Hocam merhum Prof. Mümtaz Soysal bu olayı “tarihi uzlaşma” olarak nitelemişti.

Ve alışılmış o koalisyon protokolünün 3. hususunda ne yazdığını da hatırlatırdı:

“CHP-MSP koalisyon hükümeti kırgınlık ve acıları gidererek, bütün geçmişin bir yana bırakılmasını; karşılıklı bağışlama ve müsamahaya dayanan bir kardeşlik ortamının kurulmasını birinci misyon sayar.”


50 yıl evvel çekilen tıpkı kare 10 ayda neleri başarmıştı?

On ay üzere çok kısa süren bu koalisyon periyoduna Türkiye iki tarihi kararı almayı başarmıştı.

Kıbrıs Barış Harekâtı…

Ve siyasi sürgünleri ve mahkûmları topluma döndüren genel affı çıkarıp Türkiye’yi bugün de yaşadığı o büyük utançtan kurtarmıştı.

1974 yılıydı…

Selda Bağcan’ın “O Günler” müziğini söylediği günlerdi.
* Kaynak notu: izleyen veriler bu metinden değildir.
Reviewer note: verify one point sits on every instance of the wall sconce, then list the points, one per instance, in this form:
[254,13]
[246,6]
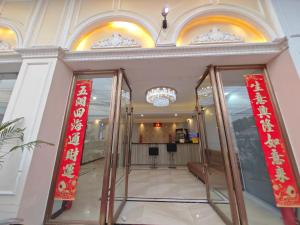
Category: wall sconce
[164,13]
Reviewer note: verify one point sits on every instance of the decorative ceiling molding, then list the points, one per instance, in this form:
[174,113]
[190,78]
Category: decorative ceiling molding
[215,35]
[268,48]
[4,46]
[115,41]
[41,52]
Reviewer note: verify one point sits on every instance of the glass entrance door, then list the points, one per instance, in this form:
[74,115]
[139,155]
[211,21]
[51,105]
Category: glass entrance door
[99,186]
[238,183]
[218,174]
[121,150]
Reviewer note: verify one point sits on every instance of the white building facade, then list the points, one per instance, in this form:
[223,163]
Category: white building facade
[43,43]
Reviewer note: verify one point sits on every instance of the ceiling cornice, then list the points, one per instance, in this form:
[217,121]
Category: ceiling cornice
[275,47]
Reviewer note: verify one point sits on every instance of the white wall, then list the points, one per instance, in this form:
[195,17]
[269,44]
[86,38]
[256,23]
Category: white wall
[288,13]
[286,84]
[40,96]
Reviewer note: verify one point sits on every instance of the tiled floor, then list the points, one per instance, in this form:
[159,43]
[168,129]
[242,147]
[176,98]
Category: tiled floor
[165,183]
[162,213]
[177,188]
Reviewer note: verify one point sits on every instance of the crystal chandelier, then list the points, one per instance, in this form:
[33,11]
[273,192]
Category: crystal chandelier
[161,96]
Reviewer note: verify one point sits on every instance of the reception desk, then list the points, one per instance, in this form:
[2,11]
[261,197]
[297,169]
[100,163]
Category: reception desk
[187,152]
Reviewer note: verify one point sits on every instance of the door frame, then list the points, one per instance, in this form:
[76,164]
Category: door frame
[115,74]
[115,145]
[224,150]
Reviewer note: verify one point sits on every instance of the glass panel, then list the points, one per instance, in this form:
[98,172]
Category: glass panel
[86,206]
[7,82]
[257,190]
[120,187]
[218,188]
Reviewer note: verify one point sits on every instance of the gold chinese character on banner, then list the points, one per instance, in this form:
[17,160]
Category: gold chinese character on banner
[76,125]
[78,113]
[266,125]
[69,170]
[72,154]
[263,111]
[74,139]
[272,143]
[82,91]
[256,86]
[260,100]
[80,101]
[275,156]
[281,175]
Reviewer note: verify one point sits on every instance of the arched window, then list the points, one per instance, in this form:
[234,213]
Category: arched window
[114,34]
[219,29]
[8,39]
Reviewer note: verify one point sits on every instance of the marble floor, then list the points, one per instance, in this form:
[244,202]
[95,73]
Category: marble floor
[166,196]
[166,213]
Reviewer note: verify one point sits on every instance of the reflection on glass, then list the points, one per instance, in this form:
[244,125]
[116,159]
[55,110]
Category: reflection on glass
[7,82]
[257,190]
[122,146]
[218,188]
[86,206]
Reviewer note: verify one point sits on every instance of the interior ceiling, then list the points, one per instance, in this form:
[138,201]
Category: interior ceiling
[179,73]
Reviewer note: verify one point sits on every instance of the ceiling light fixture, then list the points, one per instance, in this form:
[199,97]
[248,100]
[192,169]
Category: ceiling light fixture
[161,96]
[205,91]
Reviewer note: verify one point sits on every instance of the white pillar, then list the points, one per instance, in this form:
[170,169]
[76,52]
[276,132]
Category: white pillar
[288,13]
[40,96]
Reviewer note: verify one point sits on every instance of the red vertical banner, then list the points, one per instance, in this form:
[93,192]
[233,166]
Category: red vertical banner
[66,183]
[283,181]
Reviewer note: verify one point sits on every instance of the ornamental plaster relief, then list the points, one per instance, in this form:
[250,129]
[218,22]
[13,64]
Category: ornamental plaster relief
[215,35]
[4,46]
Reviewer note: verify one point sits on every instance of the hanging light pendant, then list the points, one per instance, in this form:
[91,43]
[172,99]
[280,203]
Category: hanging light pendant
[161,96]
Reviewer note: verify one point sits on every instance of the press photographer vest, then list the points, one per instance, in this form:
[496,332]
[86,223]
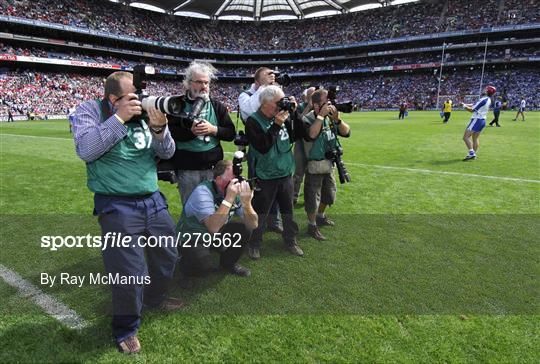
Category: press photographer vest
[197,144]
[191,225]
[278,162]
[127,169]
[326,140]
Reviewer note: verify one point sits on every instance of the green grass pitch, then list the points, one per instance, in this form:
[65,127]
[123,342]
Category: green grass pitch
[431,260]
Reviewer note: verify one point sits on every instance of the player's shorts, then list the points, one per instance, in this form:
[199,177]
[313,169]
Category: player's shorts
[476,125]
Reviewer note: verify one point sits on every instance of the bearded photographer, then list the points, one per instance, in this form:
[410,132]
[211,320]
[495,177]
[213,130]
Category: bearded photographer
[119,148]
[208,210]
[249,102]
[198,147]
[271,134]
[319,181]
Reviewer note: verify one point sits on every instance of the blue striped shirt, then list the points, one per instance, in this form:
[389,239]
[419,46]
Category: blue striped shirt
[94,138]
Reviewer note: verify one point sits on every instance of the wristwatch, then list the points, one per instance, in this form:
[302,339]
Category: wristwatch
[157,130]
[226,203]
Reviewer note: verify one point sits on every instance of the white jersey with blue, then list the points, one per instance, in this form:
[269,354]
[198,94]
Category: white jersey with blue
[480,111]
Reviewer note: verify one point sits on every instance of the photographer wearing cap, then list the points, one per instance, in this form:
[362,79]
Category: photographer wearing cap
[198,146]
[119,148]
[249,102]
[319,182]
[208,210]
[271,134]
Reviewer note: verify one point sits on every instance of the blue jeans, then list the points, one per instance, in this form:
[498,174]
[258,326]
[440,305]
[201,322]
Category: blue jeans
[136,217]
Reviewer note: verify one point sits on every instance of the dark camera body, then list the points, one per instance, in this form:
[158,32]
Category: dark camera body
[170,105]
[286,104]
[282,78]
[237,170]
[241,139]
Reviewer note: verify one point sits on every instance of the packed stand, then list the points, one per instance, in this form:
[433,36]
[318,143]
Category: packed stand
[55,93]
[247,70]
[380,23]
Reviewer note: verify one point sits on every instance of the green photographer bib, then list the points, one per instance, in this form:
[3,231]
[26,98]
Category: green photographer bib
[198,144]
[326,141]
[128,168]
[278,162]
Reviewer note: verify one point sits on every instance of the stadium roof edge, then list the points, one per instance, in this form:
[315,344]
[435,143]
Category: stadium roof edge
[258,10]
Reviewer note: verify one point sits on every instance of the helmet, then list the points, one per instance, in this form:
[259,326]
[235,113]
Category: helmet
[490,90]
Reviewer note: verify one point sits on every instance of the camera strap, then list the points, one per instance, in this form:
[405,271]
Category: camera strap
[106,110]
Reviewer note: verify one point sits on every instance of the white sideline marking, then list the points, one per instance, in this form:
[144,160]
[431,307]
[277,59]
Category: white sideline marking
[415,170]
[35,136]
[418,170]
[50,305]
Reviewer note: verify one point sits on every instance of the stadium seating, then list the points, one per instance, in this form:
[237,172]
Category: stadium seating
[379,23]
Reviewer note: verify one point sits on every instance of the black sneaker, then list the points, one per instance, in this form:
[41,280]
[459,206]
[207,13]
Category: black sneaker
[324,221]
[240,271]
[315,233]
[294,249]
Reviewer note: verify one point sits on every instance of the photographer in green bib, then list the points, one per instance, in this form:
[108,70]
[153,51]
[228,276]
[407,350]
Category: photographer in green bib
[300,160]
[120,148]
[198,147]
[319,183]
[271,132]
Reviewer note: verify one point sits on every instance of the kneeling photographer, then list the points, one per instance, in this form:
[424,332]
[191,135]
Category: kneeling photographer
[198,134]
[206,224]
[322,150]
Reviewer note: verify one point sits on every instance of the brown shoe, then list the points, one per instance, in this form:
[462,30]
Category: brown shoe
[172,304]
[294,249]
[314,232]
[254,253]
[324,221]
[130,345]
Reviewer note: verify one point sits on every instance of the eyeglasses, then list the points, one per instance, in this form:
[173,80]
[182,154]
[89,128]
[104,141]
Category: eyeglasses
[201,83]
Ya 40 yıl evvel çekilen tıpkı fotoğraf neleri başardı?

İkincisi ise 1983 seçimlerinde Turgut Özal’ın gerçekleştirmeyi başardığı “Dört Eğilimi Birleştirme” zaferiydi.
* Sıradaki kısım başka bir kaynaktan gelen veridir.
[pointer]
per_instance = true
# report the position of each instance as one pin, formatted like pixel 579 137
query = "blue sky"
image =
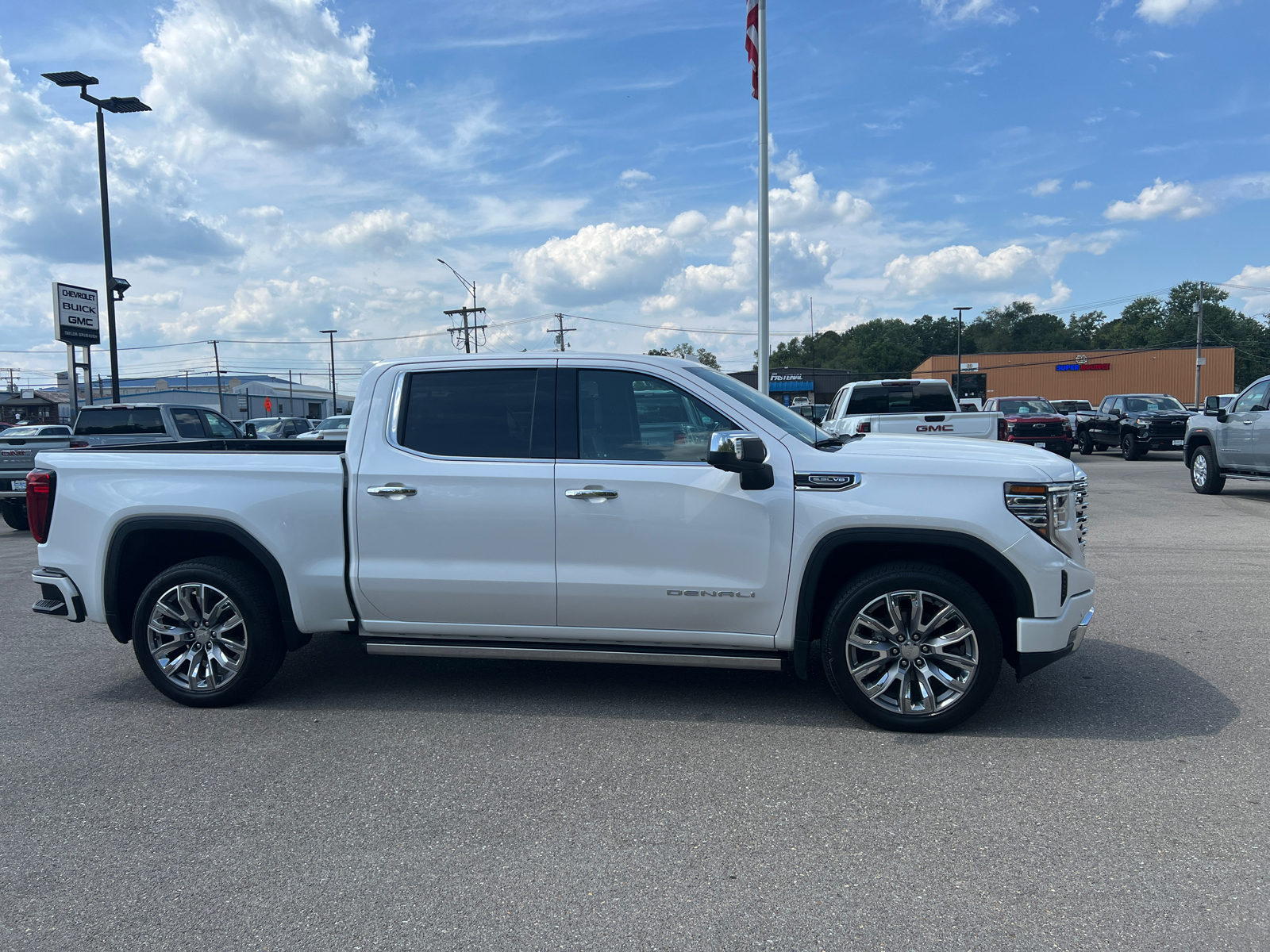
pixel 306 164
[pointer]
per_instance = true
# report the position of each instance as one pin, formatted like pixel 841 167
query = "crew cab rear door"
pixel 649 536
pixel 470 537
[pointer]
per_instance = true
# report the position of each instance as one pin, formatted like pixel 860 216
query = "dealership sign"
pixel 75 317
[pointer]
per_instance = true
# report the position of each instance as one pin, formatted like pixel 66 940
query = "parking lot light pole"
pixel 330 336
pixel 114 286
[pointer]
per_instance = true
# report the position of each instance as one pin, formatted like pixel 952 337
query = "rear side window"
pixel 624 416
pixel 188 423
pixel 502 414
pixel 912 399
pixel 118 422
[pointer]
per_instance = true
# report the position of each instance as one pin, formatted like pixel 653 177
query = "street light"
pixel 330 336
pixel 114 286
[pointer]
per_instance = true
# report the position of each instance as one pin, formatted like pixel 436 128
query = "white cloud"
pixel 632 177
pixel 956 266
pixel 271 71
pixel 1179 201
pixel 687 224
pixel 600 263
pixel 1170 12
pixel 959 12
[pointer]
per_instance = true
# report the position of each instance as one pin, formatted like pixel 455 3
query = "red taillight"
pixel 41 489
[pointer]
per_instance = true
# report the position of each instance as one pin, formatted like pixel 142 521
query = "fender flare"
pixel 946 539
pixel 194 524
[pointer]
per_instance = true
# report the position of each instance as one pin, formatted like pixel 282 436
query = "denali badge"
pixel 711 593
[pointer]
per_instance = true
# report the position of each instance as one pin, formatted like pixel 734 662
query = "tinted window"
pixel 1253 397
pixel 495 413
pixel 120 422
pixel 219 427
pixel 190 424
pixel 914 397
pixel 625 416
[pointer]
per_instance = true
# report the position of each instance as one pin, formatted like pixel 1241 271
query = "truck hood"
pixel 937 455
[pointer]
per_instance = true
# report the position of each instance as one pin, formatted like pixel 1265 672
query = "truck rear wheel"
pixel 206 632
pixel 1206 478
pixel 14 513
pixel 911 647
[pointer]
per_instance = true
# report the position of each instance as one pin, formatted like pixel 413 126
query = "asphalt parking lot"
pixel 1115 800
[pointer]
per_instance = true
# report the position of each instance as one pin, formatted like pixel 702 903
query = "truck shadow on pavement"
pixel 1105 691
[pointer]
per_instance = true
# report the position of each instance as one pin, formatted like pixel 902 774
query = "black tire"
pixel 256 647
pixel 1208 480
pixel 1130 448
pixel 14 514
pixel 935 585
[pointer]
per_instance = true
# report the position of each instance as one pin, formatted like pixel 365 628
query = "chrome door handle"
pixel 591 494
pixel 391 492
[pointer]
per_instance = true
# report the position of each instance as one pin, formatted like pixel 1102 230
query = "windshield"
pixel 1151 404
pixel 268 427
pixel 1026 408
pixel 768 409
pixel 873 399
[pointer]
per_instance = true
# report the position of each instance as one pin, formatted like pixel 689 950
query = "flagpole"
pixel 764 251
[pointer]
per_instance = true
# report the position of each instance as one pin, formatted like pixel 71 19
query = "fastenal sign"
pixel 75 317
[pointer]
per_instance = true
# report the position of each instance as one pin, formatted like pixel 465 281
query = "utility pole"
pixel 562 330
pixel 471 342
pixel 220 393
pixel 958 393
pixel 1198 309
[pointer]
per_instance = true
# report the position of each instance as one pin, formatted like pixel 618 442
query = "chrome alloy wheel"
pixel 1199 470
pixel 197 636
pixel 912 653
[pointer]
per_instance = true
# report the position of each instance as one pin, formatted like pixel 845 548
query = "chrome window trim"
pixel 804 480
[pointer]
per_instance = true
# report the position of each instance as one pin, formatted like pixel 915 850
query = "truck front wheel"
pixel 1206 478
pixel 14 512
pixel 206 632
pixel 911 647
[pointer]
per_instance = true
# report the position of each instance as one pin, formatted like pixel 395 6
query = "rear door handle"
pixel 591 494
pixel 391 492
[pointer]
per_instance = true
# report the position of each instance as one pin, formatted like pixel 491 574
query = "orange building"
pixel 1086 374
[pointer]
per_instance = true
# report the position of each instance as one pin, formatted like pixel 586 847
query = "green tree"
pixel 687 352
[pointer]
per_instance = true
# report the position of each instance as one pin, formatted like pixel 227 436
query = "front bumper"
pixel 1041 641
pixel 59 596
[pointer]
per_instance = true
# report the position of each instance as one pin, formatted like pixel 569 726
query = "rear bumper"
pixel 1041 641
pixel 59 596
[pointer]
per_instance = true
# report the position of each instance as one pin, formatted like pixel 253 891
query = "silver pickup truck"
pixel 18 448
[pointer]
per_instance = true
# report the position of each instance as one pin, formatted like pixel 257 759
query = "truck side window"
pixel 501 414
pixel 624 416
pixel 188 424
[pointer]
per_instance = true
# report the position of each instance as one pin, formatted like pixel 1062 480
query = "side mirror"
pixel 738 451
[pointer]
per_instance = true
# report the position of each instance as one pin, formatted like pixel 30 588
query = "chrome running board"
pixel 675 659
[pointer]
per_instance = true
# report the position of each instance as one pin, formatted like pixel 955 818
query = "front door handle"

Altı yıl içine bugün Türkiye’yi hâlâ ayakta tutan ekonomik zihniyet ihtilali ve ıslahatları gerçekleşmişti.

Bursa Stadı’ndaki vahim olaydan sonra bu kare neleri başarabilir?
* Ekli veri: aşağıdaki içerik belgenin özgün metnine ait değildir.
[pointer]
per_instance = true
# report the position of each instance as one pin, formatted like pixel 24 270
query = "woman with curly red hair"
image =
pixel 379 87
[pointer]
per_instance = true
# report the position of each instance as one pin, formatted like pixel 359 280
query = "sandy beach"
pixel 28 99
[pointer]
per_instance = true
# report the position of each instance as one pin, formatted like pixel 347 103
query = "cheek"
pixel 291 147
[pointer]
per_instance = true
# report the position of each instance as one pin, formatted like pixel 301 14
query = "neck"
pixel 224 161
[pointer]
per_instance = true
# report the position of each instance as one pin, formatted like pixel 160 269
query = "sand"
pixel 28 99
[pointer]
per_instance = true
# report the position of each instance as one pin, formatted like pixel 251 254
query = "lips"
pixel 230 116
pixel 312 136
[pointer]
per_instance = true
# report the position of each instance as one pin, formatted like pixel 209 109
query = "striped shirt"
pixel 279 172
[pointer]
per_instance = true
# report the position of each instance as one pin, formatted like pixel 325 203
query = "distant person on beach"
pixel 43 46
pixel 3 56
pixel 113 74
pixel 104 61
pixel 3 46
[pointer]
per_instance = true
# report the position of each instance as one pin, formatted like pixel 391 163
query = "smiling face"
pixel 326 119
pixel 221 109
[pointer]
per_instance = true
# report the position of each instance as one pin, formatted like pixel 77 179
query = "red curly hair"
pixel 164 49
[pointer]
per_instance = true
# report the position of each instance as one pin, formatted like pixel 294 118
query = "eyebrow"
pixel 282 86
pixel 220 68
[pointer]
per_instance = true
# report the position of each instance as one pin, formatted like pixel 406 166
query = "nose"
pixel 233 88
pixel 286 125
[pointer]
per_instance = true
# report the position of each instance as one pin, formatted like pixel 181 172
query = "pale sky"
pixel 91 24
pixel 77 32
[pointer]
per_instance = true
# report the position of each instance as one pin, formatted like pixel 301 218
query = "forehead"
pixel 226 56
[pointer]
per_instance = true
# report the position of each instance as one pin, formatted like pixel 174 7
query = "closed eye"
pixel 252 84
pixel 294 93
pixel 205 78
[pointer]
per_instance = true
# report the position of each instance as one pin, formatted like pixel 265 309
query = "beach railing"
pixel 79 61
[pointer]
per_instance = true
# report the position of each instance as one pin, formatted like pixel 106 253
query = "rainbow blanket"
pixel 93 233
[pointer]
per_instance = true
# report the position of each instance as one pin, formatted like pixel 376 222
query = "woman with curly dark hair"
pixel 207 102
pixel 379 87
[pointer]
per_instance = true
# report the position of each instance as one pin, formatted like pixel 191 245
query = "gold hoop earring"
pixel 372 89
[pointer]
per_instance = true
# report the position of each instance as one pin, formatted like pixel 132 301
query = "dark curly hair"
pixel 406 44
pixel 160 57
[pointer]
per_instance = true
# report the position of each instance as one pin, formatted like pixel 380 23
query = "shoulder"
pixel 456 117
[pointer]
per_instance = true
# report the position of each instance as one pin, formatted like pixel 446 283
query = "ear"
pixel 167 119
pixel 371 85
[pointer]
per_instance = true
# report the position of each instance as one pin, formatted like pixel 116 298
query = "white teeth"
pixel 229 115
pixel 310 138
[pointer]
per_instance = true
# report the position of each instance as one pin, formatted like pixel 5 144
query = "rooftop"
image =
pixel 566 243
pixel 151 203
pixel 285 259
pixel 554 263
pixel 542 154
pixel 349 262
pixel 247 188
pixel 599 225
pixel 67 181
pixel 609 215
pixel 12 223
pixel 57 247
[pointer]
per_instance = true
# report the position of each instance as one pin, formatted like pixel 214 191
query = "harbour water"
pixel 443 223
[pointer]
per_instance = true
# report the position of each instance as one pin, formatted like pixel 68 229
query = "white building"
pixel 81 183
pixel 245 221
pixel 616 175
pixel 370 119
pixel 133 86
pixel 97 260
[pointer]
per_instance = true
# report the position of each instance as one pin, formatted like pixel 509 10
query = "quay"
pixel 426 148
Geçen pazartesi akşamı Saadet Partisi önünde o sahneyi izlerken, aklımda bir gün evvel Bursa Stadı’nda yaşanan insanlık faciası vardı.

Kabataş Palavrası kadar büyük bir provokasyonu milletçe seyretmiştik.

Elli yıllık tarihimiz ve stattan gelen o vahim fotoğraflar birleşince, Saadet Partisi önündeki kare gözümde daha da büyüdü.

İşte o yüzden bana 7 Mayıs akşamı kadar umut verdi

O nedenle, Cumhuriyetimizin 100’ncü yılına bu türlü bir tablo ile girmeyi başarmalarından ötürü bu 6 başkanı bütün kalbimle kutluyordum.

Yaşanan o üç günü bir tarafa bırakırsak, Türkiye 100 yılda da bu noktaya kolay gelmedi. gece gördüğüm fotoğraf, yüzlerdeki yorgunluk ve mutsuzluğa karşın benim için heyecan verici bir memnunluk ve muvaffakiyet tablosuydu.

Saadet Partisi binasının üzerine asılan dev Atatürk fotoğrafı, kutuplaşmaktan bitap düşmüş, sarsıntı enkazı altında kalmış ruhumuzu yine bir milletin ortak ruhu haline getirebilir.

Yani seçimi kazanırsa, 5 yıl içinde Cumhuriyetin  10. yılında söylenen o kelamı söylemeyi yine hak ederiz:

“Az vakitte çok işler başardık…”

Ecevit, Erbakan ve Özal başardı…

Bu 6 önder niçin başaramasın…

0
mutlu
Mutlu
0
_zg_n
Üzgün
0
sinirli
Sinirli
0
_a_rm_
Şaşırmış
0
umursamaz
Umursamaz
Ertuğrul Özkök: Essalamün Aleyküm’le biten gece 7 Mayıs gecesi ruhunun aynısı mıydı?

Yorumlar kapalı.

Giriş Yap

Fokana Haber ayrıcalıklarından yararlanmak için hemen giriş yapın veya hesap oluşturun, üstelik tamamen ücretsiz!